All was right with the world. Three weeks at home following the final debacle of England's winter in Bangladesh had refreshed the tubes and led to a sense of tingling anticipation. The drive up to Aberdeen from Barnard Castle the day before had been extremely pleasant.
Upon entering Mannofield this morning the tingle only increased. The sun was out and the ground was putting on its party clothes. Old reporting chums arrived with a similar sense of expectation and then the England players, some old, some new, turned up. Affability was the order of the day.

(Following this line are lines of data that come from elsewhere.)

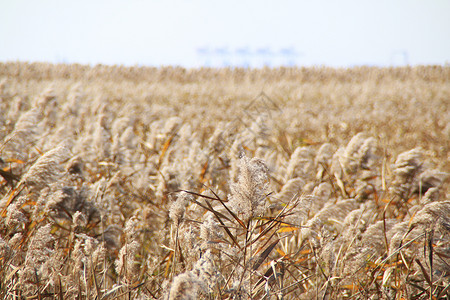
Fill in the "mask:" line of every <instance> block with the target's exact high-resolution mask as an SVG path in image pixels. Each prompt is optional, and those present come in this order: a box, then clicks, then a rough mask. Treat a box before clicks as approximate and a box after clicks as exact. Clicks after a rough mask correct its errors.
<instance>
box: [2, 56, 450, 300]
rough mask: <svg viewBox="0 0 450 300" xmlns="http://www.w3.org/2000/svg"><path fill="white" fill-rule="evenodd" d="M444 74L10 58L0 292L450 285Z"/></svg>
mask: <svg viewBox="0 0 450 300" xmlns="http://www.w3.org/2000/svg"><path fill="white" fill-rule="evenodd" d="M448 78H450V68H449V67H441V66H434V67H431V66H422V67H404V68H373V67H360V68H352V69H331V68H279V69H269V68H266V69H259V70H244V69H197V70H195V69H192V70H186V69H183V68H178V67H163V68H145V67H124V66H115V67H110V66H104V65H98V66H95V67H88V66H81V65H58V66H54V65H49V64H44V63H35V64H27V63H19V62H11V63H0V99H1V101H0V111H1V112H2V114H0V199H1V201H0V298H2V299H3V298H5V299H9V298H11V299H12V298H14V299H22V298H27V297H30V298H36V299H38V298H39V299H43V298H58V299H274V298H277V299H318V298H320V299H368V298H371V299H445V298H446V297H447V298H448V297H449V288H448V286H449V284H450V271H449V265H450V261H449V259H448V257H450V249H449V247H448V245H449V242H450V234H449V233H450V219H449V216H450V204H449V200H450V199H449V185H448V183H449V181H448V180H449V176H448V174H449V172H450V171H449V168H450V163H449V160H448V153H449V144H448V142H447V141H448V133H449V128H450V127H449V125H448V124H447V123H449V122H448V120H449V116H448V111H449V110H448V98H449V95H450V85H449V84H448ZM261 86H264V91H263V92H261V91H260V88H261ZM255 95H256V96H255ZM400 108H401V110H400ZM330 116H331V117H330ZM411 116H414V117H411ZM410 149H412V150H410ZM238 157H239V158H238ZM237 158H238V159H237ZM180 191H184V192H180Z"/></svg>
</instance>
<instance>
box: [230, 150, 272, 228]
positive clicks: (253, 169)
mask: <svg viewBox="0 0 450 300" xmlns="http://www.w3.org/2000/svg"><path fill="white" fill-rule="evenodd" d="M267 180H268V168H267V166H266V164H265V163H264V161H263V160H261V159H258V158H252V159H251V160H250V159H248V158H247V157H246V156H243V157H242V158H241V159H240V165H239V176H238V181H237V182H236V183H234V184H232V185H231V187H230V189H231V195H230V206H231V208H233V209H234V210H235V211H236V213H237V214H239V215H240V216H242V218H243V219H244V220H250V219H252V218H254V217H256V216H258V215H259V214H261V213H262V212H263V211H264V209H265V207H266V205H265V203H266V200H267V194H266V190H267Z"/></svg>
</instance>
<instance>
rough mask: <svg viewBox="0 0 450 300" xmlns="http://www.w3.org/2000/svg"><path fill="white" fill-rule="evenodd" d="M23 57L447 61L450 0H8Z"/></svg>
mask: <svg viewBox="0 0 450 300" xmlns="http://www.w3.org/2000/svg"><path fill="white" fill-rule="evenodd" d="M201 49H203V51H201ZM282 49H288V50H290V51H291V52H290V56H288V55H286V54H285V55H282V54H281V51H282ZM239 50H245V51H241V52H239ZM264 51H265V54H264V53H262V52H264ZM16 60H20V61H46V62H53V63H59V62H66V63H74V62H76V63H82V64H97V63H102V64H123V65H136V64H138V65H152V66H159V65H181V66H185V67H198V66H201V65H210V66H222V65H244V64H245V65H249V66H255V67H258V66H261V65H263V64H267V65H270V66H276V65H280V64H285V65H286V64H296V65H306V66H310V65H328V66H343V67H347V66H354V65H379V66H386V65H403V64H411V65H417V64H440V65H444V64H449V63H450V0H398V1H396V0H370V1H369V0H366V1H365V0H341V1H337V0H335V1H332V0H314V1H313V0H308V1H306V0H278V1H275V0H273V1H269V0H227V1H215V0H184V1H181V0H166V1H164V0H159V1H156V0H155V1H153V0H128V1H119V0H77V1H75V0H72V1H66V0H39V1H37V0H29V1H25V0H0V61H16Z"/></svg>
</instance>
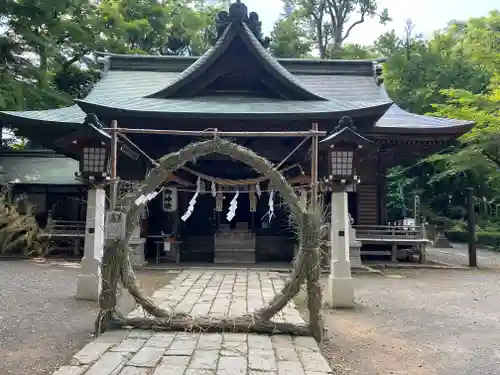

But how this chipper start was soon to be disrupted. The time had arrived for the captain's statutory press conference. My tape recorder, I gathered as I put it down, had ceased to function. I decided to rely on the trusty shorthand when in walked England's captain.
Stranded at the front of the conference, unable to resume my seat, I grabbed a chair from beside where he was to sit and rushed with it to the side of the briefing tent about five yards away.
Tim Abraham of Sky Sports began the interrogation as he often does and I sat down, slumping casually as usual (I like to imagine Gregory Peck in Roman Holiday, others see only Shrek in Shrek 1, 2 and 3). The plastic chair suddenly fell from underneath me, two legs splintering, and I was prone on the ground.
The press conference also collapsed, into fits of giggles, led by the England captain, who was presumably merely stifling his grave concern at this unfortunate turn of events. Two young colleagues helped me to my feet. Abraham busked it as did the captain, beautifully. "I hope we can start with a crash, bang, wallop," he said. For England and The Independent's cricket correspondent the summer can only get better.